L’atto finale – ordinare un panino – è lasciato sapientemente per ultimo, come gesto conclusivo e rivelatore.
Il registro si fa gentile, composto, quasi liturgico.
Una frase semplice, ma calibrata al millimetro. Ed è proprio qui che accade qualcosa di potente: un’azione meccanica, essenziale e ripetitiva come ordinare al bancone viene elevata a rito.
In quel cortesemente c’è tutta l’ambiguità dello spot: è il ribelle che chiede, con grazia disarmante, il panino che tutti conoscono.
È la sacralizzazione dell’oggetto attraverso il codice della semplicità.
Il voiceover costruisce una narrazione dove il panino diventa oggetto mitologico, consacrato non dal brand ma da chi lo mangia. Questa è una chiave fondamentale nel food branding contemporaneo: ogni scelta di consumo è una narrazione abbreviata di sé.
Achille Lauro è il tramite: profeta pop che eleva l’ordinario a culto.

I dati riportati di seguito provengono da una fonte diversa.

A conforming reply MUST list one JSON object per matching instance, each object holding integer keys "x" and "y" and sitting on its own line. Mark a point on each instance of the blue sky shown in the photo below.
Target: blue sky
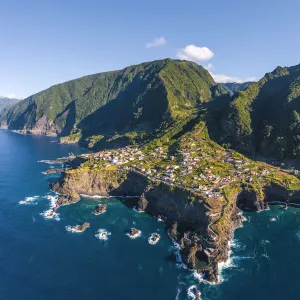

E McDonald’s si posiziona, di nuovo, come marchio che intercetta i codici del momento, portando l’underground nel mainstream senza snaturarlo.
Prevedo un picco di ordini al banco. Cortesemente, un Crispy MacBacon, anche se si fa prima col totem.
Moda, musica & food.
La campagna prosegue su altri canali, e prende corpo — letteralmente — in una capsule collection firmata da Achille Lauro: un trench, una giacca, due t-shirt e biglietti per il concerto. Tutti elementi che si possono ottenere partecipando a un concorso legato all’acquisto del Menu Crispy McBacon.
È un passaggio di stato interessante: il panino diventa oggetto culturale, poi oggetto estetico, poi oggetto da indossare. In quel gesto — compra un panino, vinci un capo — si chiude il cerchio del marketing contemporaneo: quello in cui ogni consumo è (anche) un’affiliazione identitaria.
Questa mossa inserisce McDonald’s nel linguaggio della limited edition, tipico del fashion marketing e della comunicazione che si nutre di hype. Il panino diventa merchandise. Il merchandise diventa status symbol.
Insomma, un case study di interessante contaminazione. Non solo pubblicità ma storytelling ben distribuito, in cui ogni punto di contatto contribuisce alla costruzione di un immaginario aspirazionale.
Nicolò De Devitiis, conduttore televisivo, ha percorso l’Italia con una missione: trovare qualcuno che non avesse mai sentito parlare dell’intramontabile panino.
Il taglio è perfetto per i social, ed è interessante che le risposte delle persone alla street interview siano diventati poi i i titoli per la campagna copyAd in cui il Crispy viene paragonato ogni volta ad altre grandi icone pop.
A Trieste ho intercettato questa :)
Cosa ne pensate di questa campagna?
Vi ha colpito, vi convince? Vi è piaciuta l’analisi?
Ma soprattutto, vi è venuta voglia di un Crispy McBacon?